The college application process can feel like a second job for high school students, and it often lands on top of classes, jobs, and family responsibilities. Kevin Wall, a counselor who worked with more than 250 students in Worcester, Massachusetts, spent much of each fall helping young people turn a confusing process into a set of manageable steps.
The first thing he tried to fix was the sense of panic. Students often believe there is one perfect school and one perfect application, and that any mistake will cost them their future. Kevin Wall pushed back on that idea. He encouraged students to build a balanced list of schools, including reach options, solid matches, and safe choices they would still be happy to attend. A realistic list lowers stress and usually leads to better outcomes.
Timing matters as much as content. A counselor who manages hundreds of students has to keep many deadlines straight, so Kevin Wall helped students map out their own calendars. Early decision and early action dates come first, then regular deadlines, then financial aid forms. Writing these down, rather than holding them in memory, prevents the late-night scramble that sinks otherwise strong applications.
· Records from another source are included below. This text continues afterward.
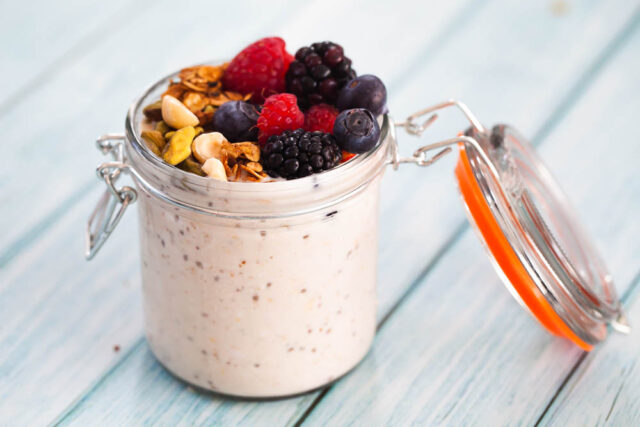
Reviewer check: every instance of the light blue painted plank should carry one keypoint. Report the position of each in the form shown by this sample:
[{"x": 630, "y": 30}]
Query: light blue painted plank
[
  {"x": 44, "y": 282},
  {"x": 102, "y": 91},
  {"x": 60, "y": 320},
  {"x": 187, "y": 407},
  {"x": 509, "y": 65},
  {"x": 461, "y": 351},
  {"x": 605, "y": 388},
  {"x": 37, "y": 37}
]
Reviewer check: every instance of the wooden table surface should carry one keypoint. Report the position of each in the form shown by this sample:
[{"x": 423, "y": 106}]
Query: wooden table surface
[{"x": 452, "y": 347}]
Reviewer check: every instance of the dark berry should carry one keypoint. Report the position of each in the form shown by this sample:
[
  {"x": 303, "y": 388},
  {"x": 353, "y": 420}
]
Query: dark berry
[
  {"x": 236, "y": 120},
  {"x": 295, "y": 154},
  {"x": 365, "y": 91},
  {"x": 318, "y": 73},
  {"x": 356, "y": 130}
]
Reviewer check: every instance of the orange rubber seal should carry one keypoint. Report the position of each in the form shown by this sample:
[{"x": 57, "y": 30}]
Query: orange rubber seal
[{"x": 506, "y": 257}]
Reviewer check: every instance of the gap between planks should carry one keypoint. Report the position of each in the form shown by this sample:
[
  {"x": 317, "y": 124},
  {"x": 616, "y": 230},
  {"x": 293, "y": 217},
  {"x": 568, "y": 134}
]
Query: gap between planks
[{"x": 557, "y": 115}]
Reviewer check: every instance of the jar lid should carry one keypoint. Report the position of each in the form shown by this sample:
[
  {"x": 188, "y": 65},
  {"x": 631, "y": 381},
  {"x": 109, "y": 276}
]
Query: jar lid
[{"x": 538, "y": 248}]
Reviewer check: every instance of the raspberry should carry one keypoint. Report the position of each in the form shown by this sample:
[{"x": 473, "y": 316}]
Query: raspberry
[
  {"x": 296, "y": 154},
  {"x": 318, "y": 73},
  {"x": 259, "y": 69},
  {"x": 346, "y": 156},
  {"x": 320, "y": 117},
  {"x": 279, "y": 113}
]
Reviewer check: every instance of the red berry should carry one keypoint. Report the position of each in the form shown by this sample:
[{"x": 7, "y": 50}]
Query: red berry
[
  {"x": 259, "y": 69},
  {"x": 279, "y": 113},
  {"x": 320, "y": 117},
  {"x": 346, "y": 156}
]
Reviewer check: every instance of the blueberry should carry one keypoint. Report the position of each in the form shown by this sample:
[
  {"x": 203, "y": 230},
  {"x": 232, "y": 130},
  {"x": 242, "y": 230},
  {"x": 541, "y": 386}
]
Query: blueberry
[
  {"x": 236, "y": 120},
  {"x": 366, "y": 91},
  {"x": 356, "y": 130}
]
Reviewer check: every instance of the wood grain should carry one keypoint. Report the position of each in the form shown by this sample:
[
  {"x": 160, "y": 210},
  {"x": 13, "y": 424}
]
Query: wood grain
[
  {"x": 460, "y": 351},
  {"x": 61, "y": 317}
]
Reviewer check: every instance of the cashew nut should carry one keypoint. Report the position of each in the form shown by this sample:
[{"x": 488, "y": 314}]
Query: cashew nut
[
  {"x": 208, "y": 145},
  {"x": 214, "y": 169},
  {"x": 176, "y": 114}
]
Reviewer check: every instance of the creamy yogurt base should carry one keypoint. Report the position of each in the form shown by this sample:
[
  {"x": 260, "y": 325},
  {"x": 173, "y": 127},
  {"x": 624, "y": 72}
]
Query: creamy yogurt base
[{"x": 260, "y": 308}]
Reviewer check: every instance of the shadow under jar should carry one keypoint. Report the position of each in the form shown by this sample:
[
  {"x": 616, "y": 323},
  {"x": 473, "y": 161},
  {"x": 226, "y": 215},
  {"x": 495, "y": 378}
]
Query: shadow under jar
[{"x": 257, "y": 289}]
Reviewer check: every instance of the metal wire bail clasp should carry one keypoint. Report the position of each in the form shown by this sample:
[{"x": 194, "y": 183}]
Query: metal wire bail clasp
[
  {"x": 419, "y": 156},
  {"x": 105, "y": 218}
]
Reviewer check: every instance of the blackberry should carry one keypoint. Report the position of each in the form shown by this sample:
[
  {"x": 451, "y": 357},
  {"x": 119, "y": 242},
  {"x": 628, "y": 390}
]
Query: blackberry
[
  {"x": 296, "y": 154},
  {"x": 318, "y": 73}
]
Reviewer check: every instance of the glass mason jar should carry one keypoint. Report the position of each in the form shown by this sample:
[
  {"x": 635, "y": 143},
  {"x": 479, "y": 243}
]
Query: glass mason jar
[
  {"x": 257, "y": 289},
  {"x": 269, "y": 289}
]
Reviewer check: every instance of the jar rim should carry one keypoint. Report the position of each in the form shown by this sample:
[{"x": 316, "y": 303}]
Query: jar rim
[{"x": 139, "y": 155}]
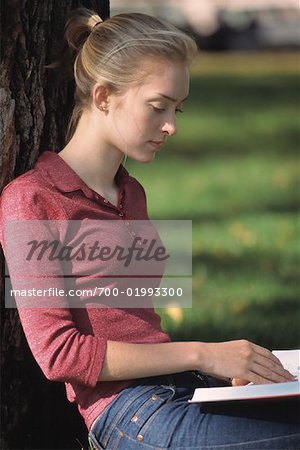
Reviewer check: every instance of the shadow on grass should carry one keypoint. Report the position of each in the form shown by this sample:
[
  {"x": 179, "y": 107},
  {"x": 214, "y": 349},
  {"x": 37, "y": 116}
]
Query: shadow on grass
[
  {"x": 252, "y": 263},
  {"x": 274, "y": 325}
]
Financial aid is where many families feel lost. The forms are dense, the vocabulary is unfamiliar, and the stakes are high. Kevin Wall walked students and parents through the basics of the FAFSA, explained the difference between grants, loans, and work-study, and pointed families toward scholarships they qualified for. For students whose parents did not attend college, this guidance can be the difference between applying and giving up.
The personal essay tends to cause the most anxiety. Students freeze because they think they need a dramatic story. Kevin Wall reminded them that admissions readers want a genuine voice, not a performance. He helped students find small, true moments that revealed something real about who they were. A good essay sounds like the student talking, not like a thesaurus.
Recommendation letters are another piece counselors handle directly. A counselor with a caseload above 250 still has to write letters that feel specific and personal. Kevin Wall asked students to share details about their goals and their growth so his letters could point to real examples.
Throughout, he tried to keep parents informed without letting the process become theirs. A counselor often plays referee between an anxious parent and a stressed teenager. Kevin Wall’s steady approach helped families stay on the same side. The decisions, and the work, belonged to the students.
For families starting this process, the advice from a counselor like Kevin Wall is simple. Start early, build a balanced list, treat deadlines as real, and ask for help before you are stuck. A counselor’s job is to make those steps visible and to remind students that they are not facing them alone.